Virtualization is fulfilling much of its promise to increase server utilization and reduce the number of physical servers and enterprise needs in its data centers, but it also is bringing with it increased complexity in the management of those environments.
Adding to that complexity is the growing number of virtualization platforms that are coming into a space once dominated by VMware.
Vendors are pushing out products designed to ease the management headaches. Opsware and Egenera on Nov. 13 are unveiling software designed to streamline how enterprises handle their virtualized environments.
Those announcements come less than two weeks after IBM, of Armonk, N.Y., introduced the Virtual Manager dashboard, which enables IT administrators to manage multiple virtualization platforms, including VMware, Microsofts Virtual Server, the open-source Xen hypervisor, and the virtualization technologies in IBMs own Power-based servers.
Managing virtual environments will continue to grow in importance as the adoption by businesses increases, said Charles King, an analyst with Pund-IT Research.
"Part of the appeal of virtualization in the first place is giving a company the ability to drastically reduce the number of physical boxes in the data center," said King, in Hayward, Calif. "But those workloads dont go away.
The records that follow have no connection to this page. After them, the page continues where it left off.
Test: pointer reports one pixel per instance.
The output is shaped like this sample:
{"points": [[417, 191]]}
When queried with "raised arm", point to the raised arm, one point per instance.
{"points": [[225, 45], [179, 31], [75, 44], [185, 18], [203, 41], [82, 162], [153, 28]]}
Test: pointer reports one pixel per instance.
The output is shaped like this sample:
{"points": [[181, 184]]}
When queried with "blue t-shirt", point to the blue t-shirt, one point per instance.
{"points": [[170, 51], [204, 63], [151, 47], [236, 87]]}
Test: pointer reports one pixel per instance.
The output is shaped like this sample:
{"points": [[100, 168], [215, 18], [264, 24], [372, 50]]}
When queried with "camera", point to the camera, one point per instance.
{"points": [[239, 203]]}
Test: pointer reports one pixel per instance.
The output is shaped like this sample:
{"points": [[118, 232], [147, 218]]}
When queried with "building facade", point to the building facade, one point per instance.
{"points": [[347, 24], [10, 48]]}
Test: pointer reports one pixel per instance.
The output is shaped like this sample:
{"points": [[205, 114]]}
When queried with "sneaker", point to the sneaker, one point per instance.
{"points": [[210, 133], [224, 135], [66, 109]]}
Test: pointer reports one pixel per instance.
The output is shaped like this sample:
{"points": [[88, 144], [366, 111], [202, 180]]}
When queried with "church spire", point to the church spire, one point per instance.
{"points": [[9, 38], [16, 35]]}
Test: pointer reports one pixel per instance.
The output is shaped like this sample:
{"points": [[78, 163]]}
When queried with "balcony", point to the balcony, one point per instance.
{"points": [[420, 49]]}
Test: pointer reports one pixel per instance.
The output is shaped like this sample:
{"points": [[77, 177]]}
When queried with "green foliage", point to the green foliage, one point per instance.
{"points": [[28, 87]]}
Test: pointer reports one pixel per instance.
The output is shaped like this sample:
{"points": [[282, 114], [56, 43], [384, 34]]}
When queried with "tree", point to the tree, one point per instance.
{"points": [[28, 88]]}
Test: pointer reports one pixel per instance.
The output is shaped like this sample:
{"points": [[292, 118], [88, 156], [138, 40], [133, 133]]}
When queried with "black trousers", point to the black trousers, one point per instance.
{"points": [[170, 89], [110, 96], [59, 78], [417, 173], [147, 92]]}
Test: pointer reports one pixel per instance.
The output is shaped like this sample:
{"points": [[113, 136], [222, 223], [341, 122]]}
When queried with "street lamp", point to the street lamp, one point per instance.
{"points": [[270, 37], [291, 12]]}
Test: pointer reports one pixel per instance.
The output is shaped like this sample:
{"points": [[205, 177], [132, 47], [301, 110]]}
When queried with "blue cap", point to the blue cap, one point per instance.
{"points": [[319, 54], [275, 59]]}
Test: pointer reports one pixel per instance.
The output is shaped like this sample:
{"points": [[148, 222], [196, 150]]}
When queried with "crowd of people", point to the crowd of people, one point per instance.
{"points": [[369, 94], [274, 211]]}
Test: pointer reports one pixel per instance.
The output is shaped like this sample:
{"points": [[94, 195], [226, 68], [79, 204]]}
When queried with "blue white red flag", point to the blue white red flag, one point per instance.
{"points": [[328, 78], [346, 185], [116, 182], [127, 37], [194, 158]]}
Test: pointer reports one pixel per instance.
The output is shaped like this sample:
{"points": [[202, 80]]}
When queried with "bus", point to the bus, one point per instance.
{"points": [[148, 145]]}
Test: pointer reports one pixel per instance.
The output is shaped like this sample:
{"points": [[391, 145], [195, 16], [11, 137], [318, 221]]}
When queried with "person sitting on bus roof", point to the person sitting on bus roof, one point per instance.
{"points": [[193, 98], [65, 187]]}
They just move from a physical box to a virtual box."
Seamless management of physical and virtual environments is a goal of Opswares Virtualization Director, said Tim Howes, chief technology officer of the San Jose, Calif., company.
The software provides for the automated creation and securing of virtual servers, the tracking of their relationships with their host systems and of changes, and the standardization of management across both physical and virtual systems and other data center components, such as storage and networking devices.
Being able to do that is important at a time when enterprises are beginning to bring virtualization into their production environments, Howe said.
Being able to so easily create a virtual machine promises more virtual machines, and thus more complexity, he said.
"The fact that you can do it so quickly probably means youre going to do it more often," Howes said. "Its a management nightmare. … Virtualization is not just a new technology in the data center. Its a new architecture."
Customers are looking for an easier way to handle virtualized environments, he said.
"They want to be able to manage their virtual machines just like they manage their physical machines," Howes said.
Opswares Virtualization Director gives this ability across multiple platforms, including VMware, Virtual Server, Xen and Sun Microsystems Solaris 10.
Egenera, of Marlborough, Mass., is unveiling vBlade, which gives IT administrators a single point for configuring, allocating and managing both physical and virtual resources.
The software is an add-on to the companys PAN (processing area network) Manager, which can virtualize hundreds of data center resources and manage them as a single pool, said Susan Davis, vice president of marketing for Egenera. PAN Manager works with Egeneras pBlade modules and a high-speed fabric.
With vBlade, IT administrators can define pools of virtual and physical resources, and deploy them on either virtual or physical servers.
"You get all the benefits of virtualization, but without [the need for] additional software," Davis said.